The third column should be small, relative to the values in columns 1 and 2. The closer to zero, the more similar the individual control units inside the syntetic control are to the treated unit. The smaller the WMAPE, the lower the potential bias, all else equal. In this case, all of the variables are small, even an order of magnitude smaller, than those in the two first columns–indicating lower risk for bias.
There is no fixed way to interpret the importance column. Instead, it should be evaluated using domain knowledge. Is the relative importance assigned to each covariate reasonable given the context?
SC效度测试
“为了评估我们结果的可信度,我们进行了安慰剂研究,在数据中,兴趣治疗被重新分配到1990年以外的一年,或不同于西德的国家。”(Abadie等人,2015)
时间安慰剂
“我们首先比较了上述估计的西德统一效应和安慰剂效应,在我们的数据中,将德国统一重新分配到统一真正发生之前的一段时间。一个巨大的安慰剂估计将破坏我们的信心,即图2中的结果确实表明了统一的经济成本,而不仅仅是由于缺乏预测能力。”(Abadie等人,2015)

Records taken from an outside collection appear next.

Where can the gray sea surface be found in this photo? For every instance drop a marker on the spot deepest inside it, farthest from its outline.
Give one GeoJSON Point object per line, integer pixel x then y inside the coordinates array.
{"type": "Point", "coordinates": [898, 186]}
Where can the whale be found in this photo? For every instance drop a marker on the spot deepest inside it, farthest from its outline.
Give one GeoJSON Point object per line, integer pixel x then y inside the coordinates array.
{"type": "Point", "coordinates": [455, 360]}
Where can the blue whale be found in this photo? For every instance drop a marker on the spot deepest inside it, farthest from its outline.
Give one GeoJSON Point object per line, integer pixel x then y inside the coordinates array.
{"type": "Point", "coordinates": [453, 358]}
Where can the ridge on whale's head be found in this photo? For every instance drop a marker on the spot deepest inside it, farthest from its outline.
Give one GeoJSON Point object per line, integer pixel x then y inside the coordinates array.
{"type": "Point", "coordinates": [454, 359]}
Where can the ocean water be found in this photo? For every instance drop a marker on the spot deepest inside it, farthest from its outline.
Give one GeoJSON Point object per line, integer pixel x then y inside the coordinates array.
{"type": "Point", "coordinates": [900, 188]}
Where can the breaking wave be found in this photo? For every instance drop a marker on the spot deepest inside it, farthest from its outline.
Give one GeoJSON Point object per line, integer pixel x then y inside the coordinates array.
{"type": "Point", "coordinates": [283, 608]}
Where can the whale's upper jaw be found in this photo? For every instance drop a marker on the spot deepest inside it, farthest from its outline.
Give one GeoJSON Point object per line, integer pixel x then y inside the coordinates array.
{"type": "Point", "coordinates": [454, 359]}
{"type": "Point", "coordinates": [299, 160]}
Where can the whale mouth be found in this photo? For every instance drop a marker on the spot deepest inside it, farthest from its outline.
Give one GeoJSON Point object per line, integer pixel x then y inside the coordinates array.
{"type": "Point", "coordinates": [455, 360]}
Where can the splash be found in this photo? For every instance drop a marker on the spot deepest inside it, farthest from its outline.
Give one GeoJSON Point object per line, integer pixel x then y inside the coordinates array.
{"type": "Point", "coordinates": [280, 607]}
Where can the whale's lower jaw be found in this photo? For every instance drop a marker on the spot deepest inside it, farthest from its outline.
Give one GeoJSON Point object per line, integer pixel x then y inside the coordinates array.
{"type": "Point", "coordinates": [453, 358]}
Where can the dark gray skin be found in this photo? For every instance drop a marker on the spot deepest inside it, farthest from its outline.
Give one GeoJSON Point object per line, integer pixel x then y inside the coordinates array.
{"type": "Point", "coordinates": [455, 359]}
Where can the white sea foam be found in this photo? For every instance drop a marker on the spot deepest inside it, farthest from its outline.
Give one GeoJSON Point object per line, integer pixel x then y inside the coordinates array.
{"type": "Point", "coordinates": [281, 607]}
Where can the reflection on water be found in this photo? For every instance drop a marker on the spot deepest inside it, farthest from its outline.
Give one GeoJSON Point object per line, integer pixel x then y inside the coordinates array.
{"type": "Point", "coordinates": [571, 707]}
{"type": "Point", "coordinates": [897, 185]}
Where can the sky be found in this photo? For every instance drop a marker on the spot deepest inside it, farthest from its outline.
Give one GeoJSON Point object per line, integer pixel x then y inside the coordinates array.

具体来说,我们称之为in_time_placebo(1982),它将1982年作为治疗后的第一个观察结果重新运行了模型,大约是在1990年真正统一之前的8年。
观察“即时安慰剂”图,我们看到合成对照和西德的结果直到1990年真正的治疗才出现分歧,直到那时才接近。这增加了我们对合成控制所提供的反事实结果的信心。
空间安慰剂
进行安慰剂研究的另一种方法是将数据中的治疗重新分配到一个比较单元。这样,我们就可以获得没有发生相关事件的国家的综合控制估计。将这一想法应用于捐助者库中的每个国家,使我们能够将德国统一对西德的估计影响与对其他国家获得的安慰剂效应的分布情况进行比较。如果对西德的估计效应相对于安慰剂效应的分布异常大,我们将认为德国统一对西德的影响是显著的。
为了执行这个空间安慰剂研究,我们使用了in_space_placebo()方法。使用“rmspe比率”曲线图可以更好地显示结果,该曲线图显示了真实治疗单元和每个安慰剂治疗单元的治疗后期rmspe /治疗前期rmspe的分布。其逻辑是,在存在较大的处理效应时,相对于预处理差异,一个单元和它的合成对应物之间的后处理差异将会很大
使用惩罚合成控制进行复制
你可以把普通的综合控制方法想象成,在混合控制单元后,试图找到综合控制单元与处理单元最大程度相似的权重。在你将控制单元混合成一个合成单元后,以及在混合之前,尝试着去寻找能够让控制单元最大程度地相似的权重。也就是说,在混合之前,你更希望合成控制中的单位与处理过的单位相似。如果结果和协变量之间的关系是非线性的,那么综合控制是有偏差的,并且在混合之前,偏差会随着差异而增长(在README.md中有更多关于这方面的内容)。
如果设置pen=“auto”,则综合控制会找到一个惩罚系数,该系数在混合前和混合后的拟合之间达到平衡,这样得到的综合控制就能够最好地预测处理单元的结果。除此之外,您与Synth(pen="auto")的交互方式与与Synth(pen=0)的交互方式完全相同,只是结果可能不同。在西德,它们看起来一模一样。